John Clarke has helped numerous clients to achieve success and preserve their assets by providing tailored business planning and creating protective structures that advance their goals. John Clarke is a Fort Lauderdale business planning and estate planning lawyer. Here's how we can assist in these areas:
1. Entity Formation and Structuring
Choosing the Right Business Entity: We help clients choose the most appropriate legal structure (Limited Liability Company, S Corporation, C Corporation, Limited Partnership, etc.) based on their specific business goals, tax considerations, and liability concerns. Choosing the correct entity based on your unique situation is one of the most important factors in a business’s success. The formation, management, and liability to third parties of these entities is governed by provisions in the Florida statutes, as follows:
A. Chapter 605: Florida Limited Liability Company Act
B. Chapter 607: Florida Business Corporation Act
C. Chapter 620: Partnership Laws
Multi-Entity Structures: For businesses with multiple lines or assets, we can recommend and establish multi-entity structures to compartmentalize risk, such as forming separate LLCs for different properties or ventures. This prevents liabilities in one area from affecting other parts of the business.
2. Asset Protection
Implementing Asset Protection Strategies: We design and implement asset protection strategies to shield personal and business assets from creditors, lawsuits, and other risks. This includes include forming trusts, setting up LLCs, or utilizing family limited partnerships (FLPs).
Homestead Exemption Planning: In Florida, the homestead exemption provides strong protection for primary residences against creditor claims. we advise on how to structure ownership of personal and business properties to maximize this protection.
Liability Limitation: We draft contracts, leases, and other legal documents that limit the business's liability and protect the owner's personal assets from business debts.
Layering: Our most effective asset protection plans involve layering protection through the use of multiple entities.
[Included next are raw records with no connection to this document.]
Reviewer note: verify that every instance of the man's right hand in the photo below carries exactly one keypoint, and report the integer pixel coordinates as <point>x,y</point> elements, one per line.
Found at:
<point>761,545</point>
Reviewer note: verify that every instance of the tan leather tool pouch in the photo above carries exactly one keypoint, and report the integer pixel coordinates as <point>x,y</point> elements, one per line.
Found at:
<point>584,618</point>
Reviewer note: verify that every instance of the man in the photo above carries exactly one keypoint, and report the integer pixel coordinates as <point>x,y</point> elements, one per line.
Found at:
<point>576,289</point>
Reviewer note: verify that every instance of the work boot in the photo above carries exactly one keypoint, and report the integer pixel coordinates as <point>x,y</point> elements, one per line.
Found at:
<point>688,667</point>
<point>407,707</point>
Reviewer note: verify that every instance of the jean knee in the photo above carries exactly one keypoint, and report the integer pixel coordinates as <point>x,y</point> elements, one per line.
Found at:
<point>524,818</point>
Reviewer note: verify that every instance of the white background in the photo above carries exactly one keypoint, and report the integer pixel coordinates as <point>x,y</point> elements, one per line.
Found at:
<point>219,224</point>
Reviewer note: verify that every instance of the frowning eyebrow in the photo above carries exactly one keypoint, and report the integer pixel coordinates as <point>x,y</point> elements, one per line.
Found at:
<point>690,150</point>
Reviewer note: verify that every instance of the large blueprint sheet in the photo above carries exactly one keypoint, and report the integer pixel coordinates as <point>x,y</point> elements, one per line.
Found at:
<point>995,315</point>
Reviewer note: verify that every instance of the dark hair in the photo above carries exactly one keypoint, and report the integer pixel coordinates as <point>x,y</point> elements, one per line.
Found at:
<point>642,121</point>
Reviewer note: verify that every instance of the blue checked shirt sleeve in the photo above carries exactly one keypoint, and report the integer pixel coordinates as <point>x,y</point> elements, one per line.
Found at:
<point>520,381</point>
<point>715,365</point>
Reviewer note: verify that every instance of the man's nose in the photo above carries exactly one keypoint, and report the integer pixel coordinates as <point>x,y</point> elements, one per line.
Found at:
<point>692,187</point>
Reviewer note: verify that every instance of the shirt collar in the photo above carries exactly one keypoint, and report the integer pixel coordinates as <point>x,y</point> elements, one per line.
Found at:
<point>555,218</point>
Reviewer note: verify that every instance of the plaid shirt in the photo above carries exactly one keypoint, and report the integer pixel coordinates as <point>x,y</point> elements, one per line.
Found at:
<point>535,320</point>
For example, we might advise a client with high exposure to liability to create a separate LLC for each investment property he owns, and then create a family partnership to hold his ownership interest in all the other entities. The family partnership and LLC structures each provide asset protection on their own, yet can provide much stronger asset protection when combined properly.
3. Tax Planning
Tax-Efficient Structures: We collaborate with tax advisors to structure your business in a way that minimizes tax liabilities, both at the state and federal levels. This includes planning for income taxes, capital gains taxes, and estate taxes.
Avoiding Double Taxation: For businesses considering incorporation, we can advise on strategies to avoid double taxation, such as electing S-Corp status or utilizing pass-through entities like LLCs.
4. Integration of Business and Estate Planning
Business Succession Planning: We create a detailed succession plan to ensure that your business continues smoothly in the event of the owner's retirement, incapacity, or death. This can include buy-sell agreements, trusts, or transferring ownership to family members or key employees.
Estate Planning Integration: By integrating business interests into the owner’s estate plan, we ensure that your business and personal assets are aligned for tax efficiency and asset preservation. This might involve creating living trusts, gifting strategies, or charitable planning.
Minimizing Estate Taxes: We help clients structure their estates to minimize estate taxes and ensure that as much of the business's value as possible is preserved for heirs or successors.